Refugees in the slum are left with two options: Walk for long in the heat or ride a dangerously packed bus. But Roshni Rides' prepaid card eliminates the possibility of indiscriminate price hikes by creating a flat rate for participating rickshaw drivers, while providing a salary and new paying customers for the drivers.

"Imagine if your ability to get to school, bring your loved one to the hospital, or even get a job was limited by how far you could walk," Farooqi told the audience.

In six weeks, the riders' transportation costs were cut by over 50 percent while the three participating drivers saw a nearly 30 percent increase in income.

The global Hult competition drew 50,000 entries.

After winning the regional competition in March, the Rutgers group had used crowdfunding to raise $30,000 for their pilot program.

The three recent Rutgers alumni and one current undergraduate are all Pakistani Americans and volunteered as students at Rutgers' Muslim Student Association. As Muslims, they identify strongly with their religion, and the victory was significant for their entire community, alumna Hanaa Lakhani said.

Even the company's name points to their roots, Lakhani said. Roshni translates as "light" in Urdu, an official language in Pakistan.

"The fact that we're all visibly Muslim … it says a lot and speaks for a community," Lakhani said. "Oftentimes we don't see strong individuals in public spaces for people who look like us."

While all had visited Pakistan previously to meet family, Usmani said their recent trip was the first time they witnessed Karachi's slums up close. Seeing the dismal conditions was eye-opening for the four friends.

The densely populated city has long had informal settlements, with the first one popping up in 1947 amid the sectarian violence that erupted after India was partitioned to create Pakistan. Today, many of the town's refugees come from Bangladesh and Afghanistan, and it is considered the largest slum in Asia.
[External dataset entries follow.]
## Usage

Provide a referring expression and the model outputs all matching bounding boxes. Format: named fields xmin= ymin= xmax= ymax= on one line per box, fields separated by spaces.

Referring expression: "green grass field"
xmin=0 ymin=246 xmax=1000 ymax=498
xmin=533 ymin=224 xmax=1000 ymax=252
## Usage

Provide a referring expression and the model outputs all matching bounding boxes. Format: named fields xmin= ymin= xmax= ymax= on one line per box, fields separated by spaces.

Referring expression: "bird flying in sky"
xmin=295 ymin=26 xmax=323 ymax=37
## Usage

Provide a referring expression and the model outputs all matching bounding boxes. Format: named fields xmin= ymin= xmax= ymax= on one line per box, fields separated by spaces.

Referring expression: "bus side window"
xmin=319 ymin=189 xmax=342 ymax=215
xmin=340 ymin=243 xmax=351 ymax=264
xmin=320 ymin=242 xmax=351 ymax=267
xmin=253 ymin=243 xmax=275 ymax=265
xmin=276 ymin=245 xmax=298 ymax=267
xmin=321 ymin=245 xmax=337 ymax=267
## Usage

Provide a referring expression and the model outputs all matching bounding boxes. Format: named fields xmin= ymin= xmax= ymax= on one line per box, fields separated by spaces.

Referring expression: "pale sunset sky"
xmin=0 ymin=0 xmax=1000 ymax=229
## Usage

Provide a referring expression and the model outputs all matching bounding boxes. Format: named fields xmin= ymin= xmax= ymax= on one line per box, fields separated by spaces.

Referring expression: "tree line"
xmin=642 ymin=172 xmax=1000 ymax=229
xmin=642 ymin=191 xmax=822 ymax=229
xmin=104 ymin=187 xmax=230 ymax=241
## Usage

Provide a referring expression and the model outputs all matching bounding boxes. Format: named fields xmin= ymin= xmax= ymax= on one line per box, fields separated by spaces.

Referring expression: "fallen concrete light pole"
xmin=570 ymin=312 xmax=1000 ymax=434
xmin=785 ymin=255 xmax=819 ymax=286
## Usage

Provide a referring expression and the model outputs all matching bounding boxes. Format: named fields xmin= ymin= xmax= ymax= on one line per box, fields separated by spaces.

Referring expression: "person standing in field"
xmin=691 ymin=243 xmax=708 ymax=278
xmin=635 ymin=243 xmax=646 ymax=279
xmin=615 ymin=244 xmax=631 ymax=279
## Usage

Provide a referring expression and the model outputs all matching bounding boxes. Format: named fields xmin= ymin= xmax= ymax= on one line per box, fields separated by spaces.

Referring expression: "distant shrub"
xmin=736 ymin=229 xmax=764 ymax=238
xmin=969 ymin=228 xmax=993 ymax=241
"Some people in the country are living very lavishly, and then you go to the next town over, and it's a slum," Usmani said.

During their three-month stay, the team mapped out stops, began hiring drivers who already owned underused rickshaws, and studied rider behavior. Ultimately, they hope the business enables the refugees to rise above the poverty line.
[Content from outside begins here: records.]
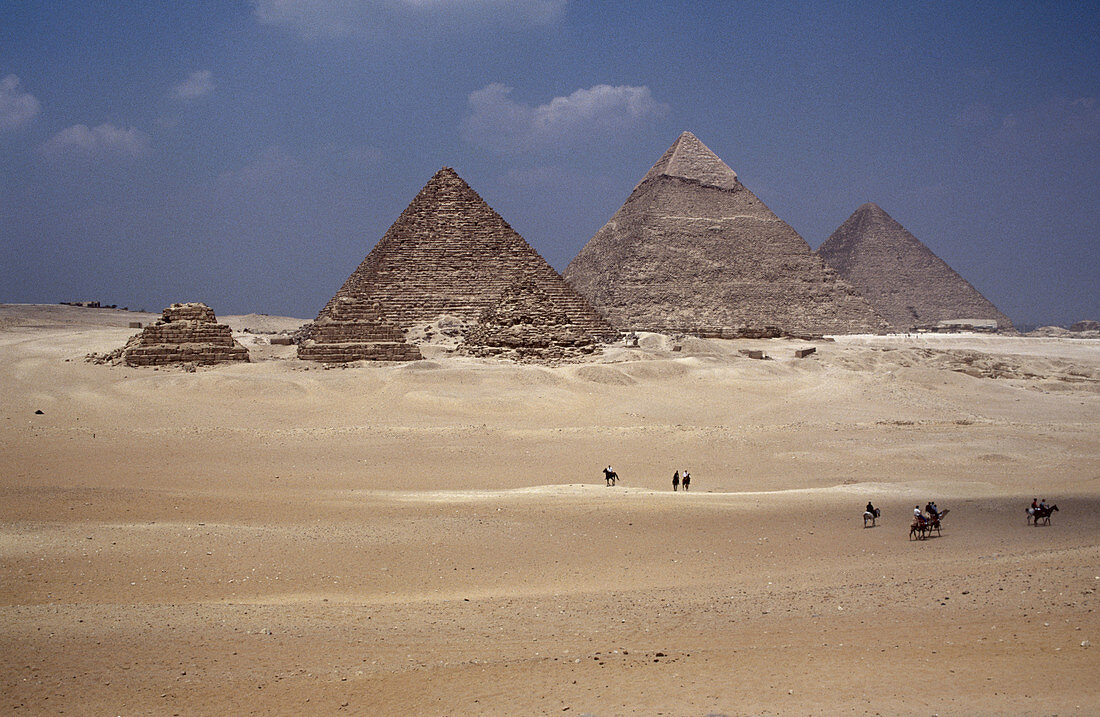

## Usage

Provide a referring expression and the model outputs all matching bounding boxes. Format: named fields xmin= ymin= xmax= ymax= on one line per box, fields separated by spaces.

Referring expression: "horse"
xmin=864 ymin=508 xmax=882 ymax=528
xmin=909 ymin=508 xmax=950 ymax=540
xmin=1026 ymin=506 xmax=1058 ymax=527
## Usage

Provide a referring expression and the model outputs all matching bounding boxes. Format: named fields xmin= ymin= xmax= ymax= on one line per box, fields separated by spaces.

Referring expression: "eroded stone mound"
xmin=564 ymin=132 xmax=888 ymax=338
xmin=462 ymin=280 xmax=598 ymax=361
xmin=108 ymin=302 xmax=249 ymax=366
xmin=299 ymin=167 xmax=617 ymax=361
xmin=817 ymin=202 xmax=1012 ymax=331
xmin=298 ymin=297 xmax=422 ymax=363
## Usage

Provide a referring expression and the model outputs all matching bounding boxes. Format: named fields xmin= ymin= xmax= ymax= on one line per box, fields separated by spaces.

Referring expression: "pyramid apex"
xmin=638 ymin=130 xmax=740 ymax=189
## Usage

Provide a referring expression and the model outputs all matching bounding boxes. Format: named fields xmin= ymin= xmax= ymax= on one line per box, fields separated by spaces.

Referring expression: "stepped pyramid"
xmin=119 ymin=302 xmax=249 ymax=366
xmin=465 ymin=279 xmax=607 ymax=360
xmin=298 ymin=167 xmax=617 ymax=361
xmin=817 ymin=202 xmax=1012 ymax=331
xmin=564 ymin=132 xmax=888 ymax=338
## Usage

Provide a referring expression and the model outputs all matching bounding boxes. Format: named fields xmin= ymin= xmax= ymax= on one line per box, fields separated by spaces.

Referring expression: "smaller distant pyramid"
xmin=120 ymin=302 xmax=249 ymax=366
xmin=298 ymin=167 xmax=617 ymax=362
xmin=463 ymin=279 xmax=596 ymax=361
xmin=298 ymin=297 xmax=424 ymax=363
xmin=817 ymin=202 xmax=1012 ymax=331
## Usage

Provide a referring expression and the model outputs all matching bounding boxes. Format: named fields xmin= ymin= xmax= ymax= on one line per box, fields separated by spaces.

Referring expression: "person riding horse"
xmin=604 ymin=465 xmax=618 ymax=485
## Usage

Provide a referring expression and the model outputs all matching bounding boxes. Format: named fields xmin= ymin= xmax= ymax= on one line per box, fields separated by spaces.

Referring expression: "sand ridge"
xmin=0 ymin=305 xmax=1100 ymax=715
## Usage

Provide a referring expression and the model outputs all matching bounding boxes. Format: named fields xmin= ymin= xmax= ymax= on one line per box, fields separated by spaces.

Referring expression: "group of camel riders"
xmin=913 ymin=500 xmax=944 ymax=526
xmin=604 ymin=465 xmax=691 ymax=490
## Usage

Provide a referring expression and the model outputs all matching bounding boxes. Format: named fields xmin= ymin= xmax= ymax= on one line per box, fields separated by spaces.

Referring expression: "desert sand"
xmin=0 ymin=305 xmax=1100 ymax=715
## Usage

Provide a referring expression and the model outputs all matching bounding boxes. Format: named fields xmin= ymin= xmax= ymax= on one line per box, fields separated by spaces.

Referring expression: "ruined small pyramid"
xmin=298 ymin=297 xmax=424 ymax=363
xmin=299 ymin=167 xmax=616 ymax=361
xmin=119 ymin=302 xmax=249 ymax=366
xmin=564 ymin=132 xmax=888 ymax=337
xmin=464 ymin=279 xmax=595 ymax=361
xmin=817 ymin=202 xmax=1012 ymax=331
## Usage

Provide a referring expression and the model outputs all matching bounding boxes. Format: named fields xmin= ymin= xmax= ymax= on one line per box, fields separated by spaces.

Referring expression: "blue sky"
xmin=0 ymin=0 xmax=1100 ymax=323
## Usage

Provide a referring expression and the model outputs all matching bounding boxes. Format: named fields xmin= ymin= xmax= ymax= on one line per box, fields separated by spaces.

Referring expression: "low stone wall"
xmin=298 ymin=341 xmax=424 ymax=364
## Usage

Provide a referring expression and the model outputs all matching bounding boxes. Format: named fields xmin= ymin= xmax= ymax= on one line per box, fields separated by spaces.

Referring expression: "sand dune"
xmin=0 ymin=305 xmax=1100 ymax=715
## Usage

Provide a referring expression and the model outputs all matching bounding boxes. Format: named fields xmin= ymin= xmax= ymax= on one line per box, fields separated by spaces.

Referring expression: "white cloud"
xmin=0 ymin=75 xmax=41 ymax=132
xmin=462 ymin=82 xmax=669 ymax=153
xmin=172 ymin=69 xmax=215 ymax=101
xmin=252 ymin=0 xmax=569 ymax=38
xmin=41 ymin=123 xmax=150 ymax=158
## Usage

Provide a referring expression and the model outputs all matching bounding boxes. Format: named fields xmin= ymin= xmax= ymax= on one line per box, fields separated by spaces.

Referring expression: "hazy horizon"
xmin=0 ymin=0 xmax=1100 ymax=326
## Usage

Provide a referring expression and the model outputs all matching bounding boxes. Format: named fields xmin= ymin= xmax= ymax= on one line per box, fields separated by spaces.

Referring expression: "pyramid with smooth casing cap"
xmin=563 ymin=132 xmax=888 ymax=337
xmin=299 ymin=167 xmax=617 ymax=359
xmin=817 ymin=202 xmax=1012 ymax=331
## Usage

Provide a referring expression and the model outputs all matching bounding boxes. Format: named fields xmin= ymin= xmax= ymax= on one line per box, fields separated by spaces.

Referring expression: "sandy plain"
xmin=0 ymin=305 xmax=1100 ymax=715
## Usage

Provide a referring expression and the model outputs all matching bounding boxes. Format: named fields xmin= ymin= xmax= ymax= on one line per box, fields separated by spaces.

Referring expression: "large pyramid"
xmin=298 ymin=167 xmax=617 ymax=361
xmin=564 ymin=132 xmax=888 ymax=337
xmin=817 ymin=202 xmax=1012 ymax=331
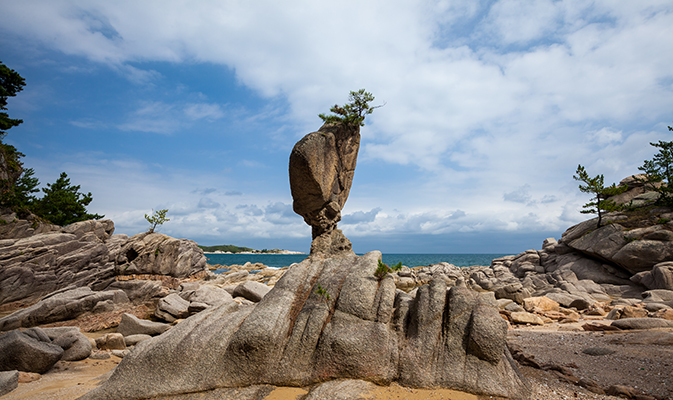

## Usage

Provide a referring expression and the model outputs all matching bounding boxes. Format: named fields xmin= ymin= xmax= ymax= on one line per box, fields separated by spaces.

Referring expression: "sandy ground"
xmin=0 ymin=323 xmax=673 ymax=400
"These are people who live day to day, and whatever they make that day, that is what they're going to feed their families with. They are at the lowest spectrum of the economic ladder," Usmani said. "We want to create savings for them."

The $1 million prize will go a long way.

The team hopes to use the money to expand the service into other informal settlements and possibly power the rickshaws by electricity instead of gas. By 2022, their goal is to serve more than two million refugees with a fleet of 1,200 rickshaws.

For team adviser Alok Baveja, watching his students shake hands with the 42nd president filled him with "pure elation." The supply chain management professor spent months helping the team prepare its pitch and perfect the concept, along with  adjunct professor Daria Torres, who is managing partner at Walls Torres Group, a management consulting firm in Mount Laurel.

"Overall, Roshni Rides' concept has beauty in its simplicity, power in its business model, and greatness in its global impact," Baveja said. "The team focused on making a difference, not just making money."